As on previous occasions, the company attributed the accident to human factors in the car that drove into the rear of its autonomous vehicle, rather than a problem with the new technology. The vehicles on this testing programme have already driven over two million miles along Californian roads.

For tests in the UK, a human backup driver who is appropriately qualified must be able to take back control in the event of technical problems. This is likely to remain a safety feature when the cars are adopted by the general public, at least while drivers learn to trust the new technology.

In terms of the vehicles themselves, some are even predicting that total use of autonomous vehicles could mean the end of the motor industry as we know it, due to drastically reduced numbers of accidents.

There have also been suggestions that the computers of driverless cars could even be vulnerable to hacking attacks. A group of researchers from Virginia have already been commissioned by the Department of Defense to attack the prototypes in ways that might be used by hackers in May 2015.

They found that it was relatively easy to take over a vehicle’s acceleration and braking controls (a finding they were able to replicate with remote-controlled drones). This highlights one of the major stumbling blocks that autonomous vehicles will face.

Teams on various developments are now working on solutions to this flaw, but it is likely to be a major factor in determining when the technology hits the market. This aspect of safety is increasingly important given growing concern about terrorist groups such as IS and their technological abilities, or online groups that can come into conflict with authorities like Anonymous.


While there is a lot of talk about the release of driverless cars, there are some issues that will make their transition to the consumer market more challenging.

One of these is that the lasers and cameras that are necessary for full automation can be severely impaired by fog, snow and rain, making them unsuitable for some climates. Work is underway to develop more powerful sensors, but it is unclear how long this will take.

In addition to this, as there are so many development projects on the table, another major concern is how cars made by different manufacturers will be able to communicate with each other. This is because a substantial number of companies will have to agree on a standardised system that can effectively prevent collisions between autonomous vehicles.

One possibility in this area is government intervention to create a protocol that can be used by everyone, but this does not cover the possibility of cars being taken abroad and the difficulties that this could cause.

Of course, it must also be remembered that a lot of people actually enjoy the act of driving. Just as the invention of the car has yet to stop people riding horses or catching trains, the advent of autonomous vehicles is unlikely to stop people wanting full control of their vehicles, at least in some circumstances.

This means that the human factor involved in accidents will always be present, limiting the potential for collision reduction.

Results so far

While we generally don’t realise it, many of us are already making use of the fruits of the research into driverless cars.
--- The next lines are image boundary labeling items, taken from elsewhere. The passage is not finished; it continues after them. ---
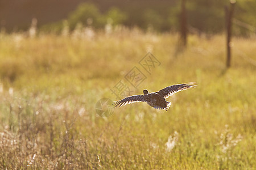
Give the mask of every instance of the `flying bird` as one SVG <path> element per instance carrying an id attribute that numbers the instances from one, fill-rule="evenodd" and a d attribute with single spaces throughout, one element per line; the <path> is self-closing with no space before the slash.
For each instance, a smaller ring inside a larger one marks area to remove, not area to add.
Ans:
<path id="1" fill-rule="evenodd" d="M 152 93 L 148 93 L 148 91 L 145 89 L 143 90 L 143 95 L 127 97 L 121 100 L 115 101 L 113 104 L 115 105 L 115 107 L 121 107 L 135 102 L 145 101 L 155 109 L 164 109 L 167 111 L 167 109 L 171 106 L 171 102 L 166 101 L 166 99 L 180 91 L 195 88 L 195 86 L 196 86 L 195 83 L 172 85 Z"/>

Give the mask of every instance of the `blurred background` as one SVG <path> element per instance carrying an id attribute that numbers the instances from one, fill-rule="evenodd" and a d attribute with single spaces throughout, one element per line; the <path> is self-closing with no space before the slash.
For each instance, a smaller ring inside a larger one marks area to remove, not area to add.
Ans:
<path id="1" fill-rule="evenodd" d="M 185 1 L 188 29 L 193 33 L 218 33 L 225 28 L 225 7 L 229 1 L 20 0 L 0 1 L 0 27 L 6 31 L 27 30 L 33 18 L 40 30 L 60 32 L 66 20 L 73 30 L 78 24 L 102 28 L 107 23 L 138 27 L 158 32 L 180 28 L 181 2 Z M 255 33 L 256 2 L 237 1 L 233 32 Z M 90 21 L 87 19 L 90 18 Z"/>
<path id="2" fill-rule="evenodd" d="M 0 169 L 255 169 L 255 9 L 0 0 Z M 189 82 L 168 112 L 101 114 L 109 99 Z"/>

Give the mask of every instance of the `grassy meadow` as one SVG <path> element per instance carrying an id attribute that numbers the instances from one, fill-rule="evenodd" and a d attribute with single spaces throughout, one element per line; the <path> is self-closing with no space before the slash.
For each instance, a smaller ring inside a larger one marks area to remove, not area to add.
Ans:
<path id="1" fill-rule="evenodd" d="M 256 167 L 256 41 L 224 35 L 74 31 L 0 33 L 0 168 L 253 169 Z M 148 52 L 160 62 L 149 74 Z M 146 78 L 131 95 L 196 82 L 167 100 L 96 113 L 134 67 Z"/>

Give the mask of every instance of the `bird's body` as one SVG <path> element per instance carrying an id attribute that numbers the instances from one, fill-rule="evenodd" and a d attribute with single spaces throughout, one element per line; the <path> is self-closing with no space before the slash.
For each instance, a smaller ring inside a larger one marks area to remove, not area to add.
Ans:
<path id="1" fill-rule="evenodd" d="M 115 107 L 117 106 L 121 107 L 135 102 L 146 101 L 150 106 L 155 109 L 164 109 L 167 111 L 171 106 L 171 102 L 167 101 L 166 98 L 180 91 L 195 87 L 195 86 L 196 85 L 195 85 L 193 83 L 172 85 L 152 93 L 148 93 L 147 90 L 144 90 L 143 95 L 127 97 L 117 101 L 114 104 Z"/>

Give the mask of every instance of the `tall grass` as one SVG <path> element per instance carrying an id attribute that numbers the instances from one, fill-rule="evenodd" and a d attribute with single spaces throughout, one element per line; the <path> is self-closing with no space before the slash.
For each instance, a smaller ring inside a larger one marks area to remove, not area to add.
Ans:
<path id="1" fill-rule="evenodd" d="M 148 51 L 161 63 L 151 74 L 138 63 Z M 191 36 L 182 49 L 176 34 L 135 28 L 2 33 L 0 167 L 253 169 L 255 51 L 234 38 L 226 70 L 224 35 Z M 132 95 L 198 86 L 168 99 L 167 112 L 135 103 L 98 116 L 97 101 L 118 99 L 110 89 L 134 66 L 147 78 Z"/>

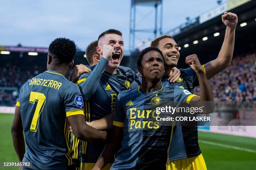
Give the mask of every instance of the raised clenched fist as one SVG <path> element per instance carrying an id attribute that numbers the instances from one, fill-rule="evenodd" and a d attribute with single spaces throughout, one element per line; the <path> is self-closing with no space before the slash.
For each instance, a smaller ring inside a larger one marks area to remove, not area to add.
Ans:
<path id="1" fill-rule="evenodd" d="M 102 51 L 102 57 L 107 60 L 112 58 L 112 55 L 115 54 L 114 48 L 110 45 L 104 45 Z"/>
<path id="2" fill-rule="evenodd" d="M 222 22 L 228 27 L 234 29 L 236 27 L 238 18 L 236 14 L 232 12 L 225 12 L 221 16 Z"/>

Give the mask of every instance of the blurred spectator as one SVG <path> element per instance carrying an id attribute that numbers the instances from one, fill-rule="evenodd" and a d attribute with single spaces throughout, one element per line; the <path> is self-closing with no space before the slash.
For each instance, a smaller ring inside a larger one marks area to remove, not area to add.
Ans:
<path id="1" fill-rule="evenodd" d="M 256 55 L 234 58 L 230 65 L 210 80 L 214 101 L 256 100 Z M 200 89 L 194 92 L 200 95 Z"/>

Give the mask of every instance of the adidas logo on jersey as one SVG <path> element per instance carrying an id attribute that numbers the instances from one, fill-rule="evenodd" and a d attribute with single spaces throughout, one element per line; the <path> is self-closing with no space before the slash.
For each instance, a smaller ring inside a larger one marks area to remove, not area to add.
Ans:
<path id="1" fill-rule="evenodd" d="M 126 105 L 125 105 L 125 106 L 131 106 L 133 105 L 133 102 L 132 102 L 131 100 L 130 100 L 129 101 L 129 102 L 128 102 Z"/>
<path id="2" fill-rule="evenodd" d="M 110 85 L 109 85 L 109 84 L 108 84 L 107 87 L 106 87 L 105 88 L 105 90 L 112 90 L 112 89 L 111 88 L 111 87 L 110 87 Z"/>

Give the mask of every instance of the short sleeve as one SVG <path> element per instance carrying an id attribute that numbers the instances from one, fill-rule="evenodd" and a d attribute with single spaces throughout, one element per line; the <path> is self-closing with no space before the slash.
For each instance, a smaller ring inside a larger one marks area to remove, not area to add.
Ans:
<path id="1" fill-rule="evenodd" d="M 189 104 L 191 99 L 195 96 L 198 96 L 192 94 L 187 90 L 176 86 L 174 90 L 174 102 L 186 102 Z"/>
<path id="2" fill-rule="evenodd" d="M 121 93 L 119 93 L 115 100 L 115 112 L 113 120 L 113 125 L 119 127 L 123 127 L 125 114 L 120 101 L 121 95 Z"/>
<path id="3" fill-rule="evenodd" d="M 20 99 L 18 98 L 17 102 L 16 102 L 16 105 L 15 105 L 16 106 L 20 106 Z"/>
<path id="4" fill-rule="evenodd" d="M 64 96 L 65 109 L 67 117 L 76 115 L 84 115 L 82 107 L 83 98 L 79 88 L 72 83 L 66 89 Z"/>
<path id="5" fill-rule="evenodd" d="M 205 73 L 205 65 L 202 65 L 202 67 L 204 70 Z M 198 79 L 197 78 L 197 73 L 194 70 L 192 69 L 191 68 L 189 68 L 186 69 L 182 69 L 182 70 L 186 72 L 189 78 L 190 78 L 191 80 L 192 80 L 192 83 L 193 83 L 193 88 L 199 85 L 199 82 L 198 82 Z"/>
<path id="6" fill-rule="evenodd" d="M 76 82 L 77 85 L 79 85 L 81 83 L 82 83 L 82 82 L 84 82 L 84 81 L 85 81 L 85 80 L 86 80 L 86 79 L 87 78 L 88 76 L 89 76 L 89 75 L 90 75 L 90 72 L 82 74 L 80 76 L 79 78 L 78 78 L 78 79 L 77 81 L 77 82 Z"/>
<path id="7" fill-rule="evenodd" d="M 28 81 L 29 82 L 31 80 L 31 79 L 29 79 Z M 19 106 L 20 107 L 20 92 L 22 89 L 22 87 L 23 87 L 23 86 L 24 85 L 24 84 L 23 85 L 21 86 L 20 86 L 20 89 L 19 90 L 19 97 L 17 100 L 17 102 L 16 102 L 16 104 L 15 105 L 16 106 Z"/>

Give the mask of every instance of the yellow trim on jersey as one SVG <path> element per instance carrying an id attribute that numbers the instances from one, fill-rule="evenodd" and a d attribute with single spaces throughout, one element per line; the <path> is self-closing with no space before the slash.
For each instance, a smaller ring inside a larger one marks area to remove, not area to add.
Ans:
<path id="1" fill-rule="evenodd" d="M 199 96 L 198 96 L 196 95 L 190 95 L 188 96 L 188 97 L 187 98 L 187 99 L 186 99 L 186 102 L 187 104 L 189 104 L 189 102 L 190 102 L 190 101 L 191 100 L 191 99 L 195 96 L 199 97 Z"/>
<path id="2" fill-rule="evenodd" d="M 166 164 L 165 165 L 166 169 L 168 170 L 170 170 L 168 169 L 168 167 L 170 165 L 170 160 L 169 160 L 169 150 L 170 150 L 170 146 L 171 146 L 171 142 L 172 142 L 172 137 L 173 136 L 173 129 L 174 127 L 174 125 L 175 124 L 175 121 L 173 121 L 172 123 L 172 133 L 171 133 L 171 137 L 170 137 L 170 142 L 169 143 L 169 147 L 168 147 L 168 149 L 167 150 L 167 160 L 166 162 Z"/>
<path id="3" fill-rule="evenodd" d="M 20 102 L 17 102 L 15 105 L 16 106 L 20 106 Z"/>
<path id="4" fill-rule="evenodd" d="M 140 85 L 138 87 L 138 91 L 140 93 L 142 93 L 142 92 L 141 92 L 140 91 L 140 89 L 141 88 L 141 85 Z M 161 91 L 162 90 L 163 90 L 163 89 L 164 88 L 164 85 L 162 85 L 162 87 L 161 88 L 161 89 L 160 89 L 159 90 L 155 91 L 154 92 L 153 92 L 153 93 L 154 93 L 155 92 L 157 92 L 158 91 Z"/>
<path id="5" fill-rule="evenodd" d="M 77 115 L 84 115 L 84 111 L 82 110 L 79 109 L 69 111 L 68 112 L 66 112 L 66 115 L 67 115 L 67 117 Z"/>
<path id="6" fill-rule="evenodd" d="M 194 157 L 172 161 L 170 162 L 168 170 L 207 170 L 207 168 L 201 153 Z"/>
<path id="7" fill-rule="evenodd" d="M 61 74 L 59 74 L 59 73 L 57 73 L 56 72 L 52 72 L 51 71 L 46 71 L 46 72 L 50 72 L 50 73 L 52 73 L 52 74 L 56 74 L 57 75 L 62 75 L 63 77 L 64 77 L 64 75 L 62 75 Z"/>
<path id="8" fill-rule="evenodd" d="M 85 115 L 85 121 L 90 122 L 90 102 L 84 102 L 84 110 Z M 87 142 L 81 140 L 82 145 L 81 145 L 81 150 L 82 154 L 86 153 L 86 149 L 87 148 Z M 81 165 L 82 164 L 81 164 Z"/>
<path id="9" fill-rule="evenodd" d="M 155 91 L 155 92 L 153 92 L 153 93 L 155 93 L 155 92 L 159 92 L 159 91 L 161 91 L 161 90 L 163 90 L 163 88 L 164 88 L 164 85 L 162 85 L 162 87 L 161 88 L 161 89 L 159 89 L 159 90 L 156 90 L 156 91 Z"/>
<path id="10" fill-rule="evenodd" d="M 113 120 L 113 125 L 118 127 L 123 128 L 123 122 L 118 122 L 117 121 Z"/>
<path id="11" fill-rule="evenodd" d="M 78 145 L 79 143 L 80 140 L 74 135 L 72 145 L 72 149 L 74 151 L 72 157 L 73 159 L 78 159 L 78 154 L 79 153 Z"/>
<path id="12" fill-rule="evenodd" d="M 96 163 L 81 162 L 80 170 L 92 170 L 94 167 Z M 109 170 L 112 166 L 112 163 L 108 163 L 102 169 L 102 170 Z"/>
<path id="13" fill-rule="evenodd" d="M 205 65 L 204 64 L 202 66 L 203 69 L 204 70 L 204 72 L 205 72 Z"/>
<path id="14" fill-rule="evenodd" d="M 77 85 L 78 85 L 81 82 L 84 82 L 84 81 L 85 81 L 86 80 L 86 78 L 83 78 L 81 79 L 80 79 L 79 80 L 77 80 L 77 81 L 76 82 Z"/>
<path id="15" fill-rule="evenodd" d="M 66 140 L 66 144 L 68 149 L 68 152 L 66 153 L 65 156 L 67 160 L 68 165 L 70 165 L 73 164 L 72 161 L 72 149 L 69 141 L 70 132 L 69 132 L 69 124 L 68 122 L 67 119 L 66 118 L 65 120 L 65 125 L 64 126 L 64 134 L 65 135 L 65 139 Z"/>

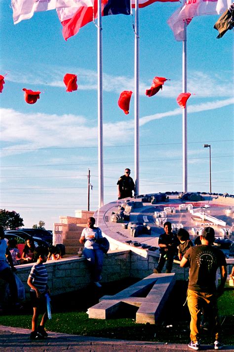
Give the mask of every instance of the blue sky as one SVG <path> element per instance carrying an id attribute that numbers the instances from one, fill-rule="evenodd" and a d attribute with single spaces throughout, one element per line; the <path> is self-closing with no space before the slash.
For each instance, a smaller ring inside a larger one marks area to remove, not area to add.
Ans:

Increasingly, new safety features in modern cars are taking steps into territory more often associated with autonomous vehicles. This includes automatic parking, lane departure warning systems, automatic hazard warnings, contactless keys, traffic jam assist and even adaptive cruise control. Even automatic gearboxes have a lot in common with the spirit and mechanics of driverless vehicles.

In terms of the eventual adoption of fully autonomous cars, this gradual introduction of some of the associated technologies may be beneficial. It means that people are able to get used to components of the innovative concept at their own pace, and that they are less likely to be suspicious or frightened of its full potential.
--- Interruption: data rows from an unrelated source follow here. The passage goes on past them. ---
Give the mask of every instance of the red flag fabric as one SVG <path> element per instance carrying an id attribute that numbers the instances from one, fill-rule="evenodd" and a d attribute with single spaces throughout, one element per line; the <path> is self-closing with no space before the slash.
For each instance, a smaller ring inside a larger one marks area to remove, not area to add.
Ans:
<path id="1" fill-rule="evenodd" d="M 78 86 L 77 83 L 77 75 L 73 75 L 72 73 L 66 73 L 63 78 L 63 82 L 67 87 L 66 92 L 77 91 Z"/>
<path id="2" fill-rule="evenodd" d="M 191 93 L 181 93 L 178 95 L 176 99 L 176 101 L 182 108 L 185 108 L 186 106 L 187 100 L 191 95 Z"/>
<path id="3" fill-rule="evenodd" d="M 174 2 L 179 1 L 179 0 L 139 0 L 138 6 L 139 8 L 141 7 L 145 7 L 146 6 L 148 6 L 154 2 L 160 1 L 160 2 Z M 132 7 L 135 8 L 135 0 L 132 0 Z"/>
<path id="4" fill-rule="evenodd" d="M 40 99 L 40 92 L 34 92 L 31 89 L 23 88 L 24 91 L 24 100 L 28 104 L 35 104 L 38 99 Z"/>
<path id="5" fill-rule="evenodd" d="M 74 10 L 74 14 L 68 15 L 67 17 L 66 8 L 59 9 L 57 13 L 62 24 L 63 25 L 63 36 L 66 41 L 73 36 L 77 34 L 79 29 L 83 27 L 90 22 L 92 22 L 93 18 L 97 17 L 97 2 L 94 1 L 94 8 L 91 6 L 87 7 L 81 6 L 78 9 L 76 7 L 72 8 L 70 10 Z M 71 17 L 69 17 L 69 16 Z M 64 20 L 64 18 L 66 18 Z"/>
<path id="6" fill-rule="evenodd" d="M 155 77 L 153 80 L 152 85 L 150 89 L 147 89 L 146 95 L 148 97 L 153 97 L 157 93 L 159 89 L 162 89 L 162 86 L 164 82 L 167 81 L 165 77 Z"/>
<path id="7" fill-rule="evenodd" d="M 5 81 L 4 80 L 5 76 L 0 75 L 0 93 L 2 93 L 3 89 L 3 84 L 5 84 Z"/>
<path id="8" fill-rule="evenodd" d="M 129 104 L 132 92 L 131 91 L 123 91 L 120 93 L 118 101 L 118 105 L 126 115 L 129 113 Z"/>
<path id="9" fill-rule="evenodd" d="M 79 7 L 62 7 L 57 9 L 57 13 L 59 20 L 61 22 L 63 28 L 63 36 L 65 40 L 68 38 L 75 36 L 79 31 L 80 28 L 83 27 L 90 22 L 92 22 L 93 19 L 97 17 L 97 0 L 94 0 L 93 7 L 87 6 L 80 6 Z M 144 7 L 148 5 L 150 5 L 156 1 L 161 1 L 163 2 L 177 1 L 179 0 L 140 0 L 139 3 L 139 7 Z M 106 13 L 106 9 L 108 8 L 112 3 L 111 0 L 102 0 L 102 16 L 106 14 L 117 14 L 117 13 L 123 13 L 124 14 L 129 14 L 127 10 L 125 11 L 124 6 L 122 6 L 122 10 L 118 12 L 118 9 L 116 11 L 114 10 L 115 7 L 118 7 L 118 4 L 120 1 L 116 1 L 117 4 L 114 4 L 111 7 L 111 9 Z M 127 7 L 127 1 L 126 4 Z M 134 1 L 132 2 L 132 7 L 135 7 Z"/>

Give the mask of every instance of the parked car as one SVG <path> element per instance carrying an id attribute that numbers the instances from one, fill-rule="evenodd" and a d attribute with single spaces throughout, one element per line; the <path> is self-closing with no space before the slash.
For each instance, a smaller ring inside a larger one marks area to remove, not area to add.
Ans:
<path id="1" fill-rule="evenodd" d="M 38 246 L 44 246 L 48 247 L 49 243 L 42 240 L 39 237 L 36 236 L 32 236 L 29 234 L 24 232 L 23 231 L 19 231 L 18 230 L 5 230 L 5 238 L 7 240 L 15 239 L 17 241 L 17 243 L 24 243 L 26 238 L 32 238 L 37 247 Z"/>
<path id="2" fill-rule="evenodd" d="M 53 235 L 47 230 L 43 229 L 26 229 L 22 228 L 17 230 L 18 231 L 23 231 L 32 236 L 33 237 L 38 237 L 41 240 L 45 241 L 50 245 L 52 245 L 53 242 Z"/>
In short, while driverless cars are an exciting possibility, the reality may be a lot closer to technology we already use everyday than to the fantasy worlds we see in books and films. However, the potential for serious advances, along with the benefits it could bring to vulnerable people, mean that developments in autonomous vehicles are worth watching with interest, although it is still unclear what form they will take when they are ready for the market.